Elements for basic TEI documents
This is more of a brief reference sheet than an
exhaustive list of TEI elements: it is intended to
provide you with a way to look up the most commonly used
elements, grouped together for the exercises in which
we’ll be encountering them. For detailed
information about the contents and semantics of these
elements (and for other more arcane elements), have a
look at the TEI Guidelines.
Simple prose
-
- div
- A division of a text: for instance, an act, a
chapter, a section, a poem, a letter… Use
the type attribute to indicate what kind
of division.
-
- head
- The heading of a division: contains words and
phrase-level encoding. head may appear at
the start of div, but also at the start of
body, front, back,
list, and lg.
-
- p
- A prose paragraph: contains words and
phrase-level encoding.
-
- list
- A list: contains a series of items.
-
- item
- An item in a list: contains an optional
label followed by words and phrase-level
encoding, or a series of paragraphs.
-
- label
- The label of an item (e.g. a letter, number, or
word indicating its order or other facts about it):
contains words and phrase-level encoding. Note that
label can also be the first element
inside a paragraph.
-
- said
- Passages spoken aloud or thought, e.g. by a character on a novel
-
- quote
- Used to encode quotations from other sources;
contains words and phrase-level encoding.
-
- q
- Used to encode direct speech or thought;
contains words and phrase-level encoding.
Phrase-level encoding
-
- name
- Used to encode all kinds of names. If you want
to distinguish between different kinds of names, you
can use the type attribute (e.g.
name type="person"). TEI also includes
specific elements for different kinds of names (e.g.

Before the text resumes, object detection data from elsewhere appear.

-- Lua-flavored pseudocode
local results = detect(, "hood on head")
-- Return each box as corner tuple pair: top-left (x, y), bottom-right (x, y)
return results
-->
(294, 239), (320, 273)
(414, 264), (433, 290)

persName) for projects that need more
detailed encoding.
-
- date
- Used to encode dates. The value
attribute can be used to encode a regularized form
of the date (e.g.
<date value="2001">The first year of the new century</date>
or
<date value="2005-05-29">Sun, 29 May 05</date>).
-
- foreign
- Used for foreign-language words when no other
element (e.g. quote) is already present.
-
- distinct
- Used for linguistically distinct words (e.g.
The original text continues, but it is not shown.